Northern Ireland

FASA: Substance abuse charity 'could not meet cost of growing demand' for services

Image caption FASA is based on Belfast's Shankill Road but also provides services to people in Ballymena, County Antrim and in Bangor and Newtownards in County Down

The chair of a charity facing closure has said it had money problems for some time because it could not meet the cost of growing demand for its services.

FASA (Forum for Action on Substance Abuse) helps people with drug and alcohol addictions, mental ill health, many at risk of self harm and suicide.

It suspended all services on Wednesday, saying it was facing insolvency.

Its chair Pastor Stephen Reynolds said they were trying to find alternative support for vulnerable service users.

"We work with over 2,000 clients every week and some of those clients are the most vulnerable within our society - some of them are in danger of losing their life through suicide - and we realise that this is a difficult time," he told BBC Radio Ulster.

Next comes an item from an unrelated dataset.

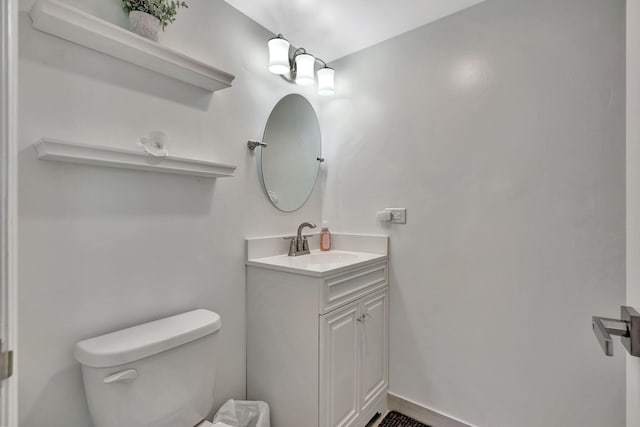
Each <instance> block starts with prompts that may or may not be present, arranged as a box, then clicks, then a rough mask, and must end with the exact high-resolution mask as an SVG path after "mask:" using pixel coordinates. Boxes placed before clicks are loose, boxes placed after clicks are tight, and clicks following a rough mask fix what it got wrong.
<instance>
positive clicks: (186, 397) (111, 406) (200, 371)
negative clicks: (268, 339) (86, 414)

Pastor Reynolds became chair of FASA's board almost four months ago and said that he was made aware of the risk of financial insolvency in January.

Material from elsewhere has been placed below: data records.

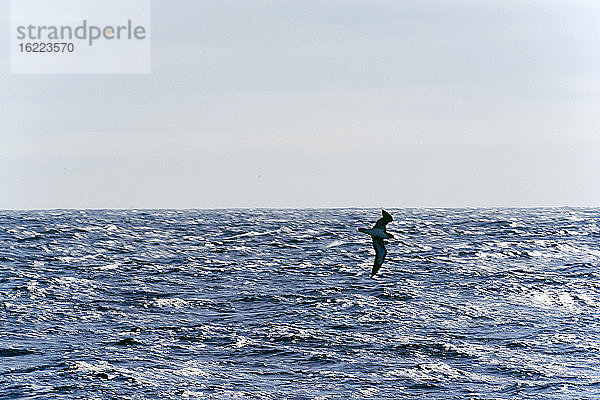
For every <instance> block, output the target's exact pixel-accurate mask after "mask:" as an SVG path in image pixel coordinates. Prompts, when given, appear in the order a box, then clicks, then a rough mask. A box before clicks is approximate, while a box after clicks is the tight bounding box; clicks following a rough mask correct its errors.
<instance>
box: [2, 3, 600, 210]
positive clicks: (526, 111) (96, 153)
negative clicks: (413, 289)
mask: <svg viewBox="0 0 600 400" xmlns="http://www.w3.org/2000/svg"><path fill="white" fill-rule="evenodd" d="M151 17H152V29H151V40H152V47H151V51H152V73H150V74H128V75H127V74H54V75H53V74H49V75H48V74H39V75H36V74H11V73H10V57H9V54H10V40H9V33H10V32H9V30H8V28H7V27H9V26H10V2H9V1H7V0H0V21H2V23H1V24H0V26H3V27H5V28H4V29H3V30H4V32H5V34H4V35H1V36H0V209H47V208H230V207H387V208H394V207H547V206H594V207H597V206H600V24H599V23H598V21H600V3H598V2H597V1H577V0H575V1H569V2H565V1H533V0H519V1H511V0H508V1H507V0H502V1H500V0H488V1H485V2H483V1H475V0H462V1H461V0H456V1H449V0H437V1H432V0H415V1H411V0H408V1H402V2H399V1H395V0H394V1H385V0H363V1H356V0H335V1H334V0H304V1H291V0H289V1H286V0H279V1H263V0H251V1H249V0H248V1H247V0H236V1H231V0H220V1H204V0H168V1H167V0H154V1H153V2H152V14H151ZM2 54H4V56H2Z"/></svg>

"Since I took over in November 2015, we've heard a lot of ongoing problems for the organisation growing to meet the service demand and not meeting full cost recovery in relation to those services, and therefore that ate into our unrestricted funding which has led us into the position that we are in now," he said.

He said staff had tried, unsuccessfully, to work through the problems over the past eight weeks and there had been resignations at the charity during that process.

FASA is now being investigated by the Charity Commission for Northern Ireland, but Pastor Reynolds said the charity had approached the watchdog weeks ago to inform it of the situation.

The commission said on Wednesday that FASA was "co-operating" with its investigation.

FASA employs 62 people but its work is supported by a further 70 volunteers.

The charity is based on the Shankill Road in Belfast, but also provides services to people in Ballymena, County Antrim and in Bangor and Newtownards in County Down.

Pastor Reynolds said: "The news yesterday will create much anxiety in relation to those clients and leave them very vulnerable, so we want to make sure that we do all that we can to protect those service users.

"So we will continue to work in the background to see if we can bring FASA forward in relation to this, and if that is not possible then we will work with our key agency partners to make sure that those clients are supported in various other ways."